It's the fall of 1983, and Tim Levine is poised for a breakout year. Entering 8th grade, he is entrenched in the popular crowd. Despite his diminutive size, he's just been invited to try out for the high school baseball team, something almost unheard of for an 8th grader. Two girls have just asked him to the school dance.
Then, within a two-week span, Tim's life changes as he finds himself in the hospital diagnosed with cancer.
With two tubes attached to his body like unwanted appendages and a newly bald head thanks to chemotherapy Tim struggles with the realization that his athletic future and his budding love life may be put on hold. He also has to deal with the fact that his friends are moving on through puberty, on to high school, while he lags behind.
While in the hospital, Tim meets Tess, a leukemia patient with a contagiously positive attitude. This is a blessing for Tim as he struggles to make his unorthodox transition from middle school to high school, as well as his transition from being the popular kid to the sick kid.
Sean Waller, a childhood cancer survivor, has created a moving tale about persevering through unforeseen obstacles. Sean was diagnosed at age 12 with rhabdomyosarcoma. Sick Boy is a fictionally autobiographical account of his year and a half journey from diagnosis to treatment to recovery.
Sean is thankful and grateful to Memorial Sloan-Kettering Hospital in New York City for saving his life, and hopes you never have to go there. Except as a volunteer.
Sick Boy, by Sean Waller, is a poignant and heart-wrenching story about a 12 year old boy diagnosed with cancer, and all that goes along with the combination of tween angst and chronic illness. It is beautifully written and triumphant. Do yourself a favor and read this wonderful story.

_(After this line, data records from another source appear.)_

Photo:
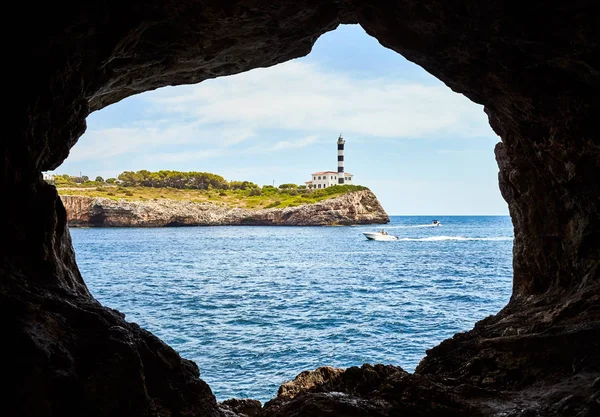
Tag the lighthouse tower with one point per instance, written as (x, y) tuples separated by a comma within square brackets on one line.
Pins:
[(341, 142)]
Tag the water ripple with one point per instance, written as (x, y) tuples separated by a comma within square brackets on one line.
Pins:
[(254, 306)]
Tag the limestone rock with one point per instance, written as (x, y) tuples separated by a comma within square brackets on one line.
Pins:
[(532, 65), (358, 207)]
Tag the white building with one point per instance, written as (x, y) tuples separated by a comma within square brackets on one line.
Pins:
[(324, 179)]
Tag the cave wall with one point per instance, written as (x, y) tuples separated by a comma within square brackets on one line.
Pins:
[(533, 65)]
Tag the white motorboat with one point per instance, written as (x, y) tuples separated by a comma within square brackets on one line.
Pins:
[(379, 236)]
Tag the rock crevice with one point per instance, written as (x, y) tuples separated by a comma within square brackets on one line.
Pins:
[(534, 67)]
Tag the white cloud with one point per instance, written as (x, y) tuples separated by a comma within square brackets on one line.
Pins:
[(301, 96), (143, 137), (305, 102)]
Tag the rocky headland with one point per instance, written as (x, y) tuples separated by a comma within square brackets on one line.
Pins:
[(358, 207)]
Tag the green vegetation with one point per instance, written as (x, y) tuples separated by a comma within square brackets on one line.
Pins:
[(197, 187)]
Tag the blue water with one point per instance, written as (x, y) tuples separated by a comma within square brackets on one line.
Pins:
[(254, 306)]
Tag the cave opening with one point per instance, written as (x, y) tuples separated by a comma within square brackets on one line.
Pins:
[(422, 149), (534, 68)]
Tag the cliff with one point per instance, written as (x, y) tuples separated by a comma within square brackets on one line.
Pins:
[(359, 207), (532, 65)]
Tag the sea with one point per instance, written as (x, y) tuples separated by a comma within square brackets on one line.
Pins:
[(254, 306)]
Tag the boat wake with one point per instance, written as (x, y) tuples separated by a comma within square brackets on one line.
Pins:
[(440, 238), (416, 226)]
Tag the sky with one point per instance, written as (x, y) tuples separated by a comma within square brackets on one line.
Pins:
[(420, 147)]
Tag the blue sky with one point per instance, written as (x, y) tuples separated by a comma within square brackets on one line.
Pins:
[(420, 147)]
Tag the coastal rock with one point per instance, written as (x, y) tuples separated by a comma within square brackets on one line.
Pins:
[(532, 65), (358, 207), (241, 407)]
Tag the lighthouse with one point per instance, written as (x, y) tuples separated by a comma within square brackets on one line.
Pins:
[(341, 142)]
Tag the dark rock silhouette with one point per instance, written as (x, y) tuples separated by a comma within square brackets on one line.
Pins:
[(533, 65)]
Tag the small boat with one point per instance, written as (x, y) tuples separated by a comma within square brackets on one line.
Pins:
[(379, 236)]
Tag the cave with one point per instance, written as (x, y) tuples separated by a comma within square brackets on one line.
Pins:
[(533, 66)]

It should be required reading in middle and high schools, in my opinion.
I was substituting in a middle school science class where the assignment for the day was to continue reading this book. The students also had to fill in a worksheet as they read. I commented that the book looked interesting. The students encouraged me to read it, so I did. I finished it that day and was glad I read it. It is a compelling fictionalized version of the author’s experience with cancer, chemo and radiation, as well as the effects all of this had on his family and friends. There are a lot of life lessons in this tale that these students seemed to appreciate.